Они окружили герцога.
— Ваше высочество, — произнес один из их предводителей, — среди нас вы в такой же безопасности, как ребенок в утробе матери, и, если понадобится, мы умрем, защищая вас. Но, ради Бога, имейте терпение и не горячитесь; а главное, пусть никто из ваших людей не вздумает поднять на кого-нибудь руку: мы сможем вытер- пить, если нас ударите вы, но вот если это сделает любой другой, его тотчас покарают.
Герцог понял, что для него самое лучшее — это подняться на балкон, как и советовал ему сир де Грютхюзе; оказавшись там, он подал знак, что желает говорить.
— Дети мои, — произнес он по-фламандски, — да хранит вас Господь! Я ваш государь и законный сеньор; я приехал проведать вас и порадовать вас своим присутствием; мое желание — содействовать тому, чтобы вы жили в мире и благополучии. И потому я прошу вас вести себя спокойно.
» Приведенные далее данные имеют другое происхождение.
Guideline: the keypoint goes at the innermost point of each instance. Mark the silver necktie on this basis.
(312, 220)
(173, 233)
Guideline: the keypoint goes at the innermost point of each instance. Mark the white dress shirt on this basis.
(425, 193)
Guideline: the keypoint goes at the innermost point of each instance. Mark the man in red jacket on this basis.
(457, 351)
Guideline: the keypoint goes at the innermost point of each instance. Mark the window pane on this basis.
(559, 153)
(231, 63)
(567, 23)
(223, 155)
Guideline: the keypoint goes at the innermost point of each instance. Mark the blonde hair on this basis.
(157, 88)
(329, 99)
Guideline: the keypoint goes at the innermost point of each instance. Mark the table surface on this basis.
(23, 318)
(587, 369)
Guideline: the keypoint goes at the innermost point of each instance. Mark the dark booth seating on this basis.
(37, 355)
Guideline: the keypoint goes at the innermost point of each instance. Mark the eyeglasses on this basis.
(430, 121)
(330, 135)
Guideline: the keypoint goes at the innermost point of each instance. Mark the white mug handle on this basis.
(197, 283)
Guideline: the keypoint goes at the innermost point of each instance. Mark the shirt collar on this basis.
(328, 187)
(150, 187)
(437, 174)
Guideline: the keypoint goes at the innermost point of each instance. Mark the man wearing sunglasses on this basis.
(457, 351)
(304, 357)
Все, что я могу сделать для вас, не затрагивая своей чести, я сделаю и дарую вам все, что будет в моих силах.
Эти слова глубоко тронули толпу, которая тут же принялась кричать во все горло: «Heer welgekomen!» («Добро пожаловать, господин!»)
Герцог не владел фламандским языком в достаточной степени, чтобы произносить перед этой толпой более длинную речь, и потому слово взял сир де Грютхюзе, чтобы подробно описать добрые намерения герцога.
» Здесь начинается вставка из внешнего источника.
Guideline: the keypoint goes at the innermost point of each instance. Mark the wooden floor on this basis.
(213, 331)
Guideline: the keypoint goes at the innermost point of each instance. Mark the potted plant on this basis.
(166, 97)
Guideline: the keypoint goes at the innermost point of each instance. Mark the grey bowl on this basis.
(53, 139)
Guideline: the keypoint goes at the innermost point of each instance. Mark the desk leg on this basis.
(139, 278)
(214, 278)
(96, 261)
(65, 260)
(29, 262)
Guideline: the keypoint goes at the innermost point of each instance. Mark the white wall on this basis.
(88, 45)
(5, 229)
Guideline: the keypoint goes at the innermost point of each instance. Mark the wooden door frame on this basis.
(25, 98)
Когда сир де Грютхюзе закончил, несколько горожан приблизились к балкону и, поблагодарив герцога за его доброту, попросили у него аудиенцию, дабы высказать ему свои жалобы.
Карл, довольный тем, что ему удалось так дешево отделаться, намеревался согласиться на аудиенцию, на которой с вероятностью сто против одного все удалось бы уладить в тесном кругу, как вдруг, сообщает хронист, «какой-то огромный грубый мужлан», непонятно как проникший во дворец и неизвестно каким образом добравшийся до балкона, внезапно появился рядом с принцем и, подняв огромную руку в латной рукавице из черной жести, ударил ею о перила балкона, требуя тишины.
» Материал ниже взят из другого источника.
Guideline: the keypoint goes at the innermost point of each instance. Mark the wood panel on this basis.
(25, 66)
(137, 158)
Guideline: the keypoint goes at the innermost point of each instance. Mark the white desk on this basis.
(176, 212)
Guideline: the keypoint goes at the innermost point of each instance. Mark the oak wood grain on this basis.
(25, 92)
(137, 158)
Его появление было встречено приветственными криками, однако, видя, что он хочет говорить, все смолкли.
При всей своей храбрости герцог попятился, заметив этого великана, который появился столь неожиданно и усложнил драму в тот момент, когда она, казалось, была близка к благополучной развязке.
Однако человек с латной рукавицей, не проявляя никакого видимого интереса к герцогу, заговорил с теми, кто стоял внизу.
— Братья мои, — начал он, обращаясь к малым гильдиям, — вы ведь пришли сюда, чтобы поведать свои горести нашему государю, который здесь присутствует, не так ли?
— Да, — ответили те, к кому он обращался, — мы пришли сюда для этого, и у нас есть на то серьезные причины.
— Прежде всего, — снова заговорил великан, — вы хотите, чтобы те, кто правит городом, те, кто разоряет принца и вас, были бы наказаны; вы ведь этого хотите, не так ли?
— Да, да! — откликнулась толпа.
— Вы хотите, чтобы ввозная пошлина на продовольствие была отменена?
— Хотим!
— Вы хотите, чтобы заколоченные городские ворота были вновь открыты?
-Да!
— Вы хотите, чтобы ваши знамена были вам возвращены?
-Да!
— Вы хотите вновь обрести подчиненные вам земли, носить свои белые колпаки и получить обратно все свои прежние вольности? Так ведь?
— Да! — со все возраставшей силой кричала толпа, заполнявшая площадь.
— Ваше высочество, — продолжал великан с железной рукавицей, — вот почему собрались здесь все эти люди и вот чего они просят у вас. Теперь вы это знаете: постарайтесь же позаботиться обо всем. Простите меня, но я говорил для общего блага.
Герцог и сир де Грютхюзе переглянулись с несчастным видом; никогда еще к Карлу не обращались с такими речами; будь он один, он бросился бы на великана и, не будучи вооружен, постарался бы задушить его голыми руками. Однако рядом находилась толпа вооруженных людей, пьяных от безумной ночи, оберегаемых ракой святого Ливиния, которую они не хотели относить обратно в аббатство святого Вавона, пока не добьются желаемого. Герцог был зол как на простых людей, так и на состоятельных горожан; он полагал, что его заманили в западню и что городская знать и ремесленники сговорились, чтобы выставить его в таком свете.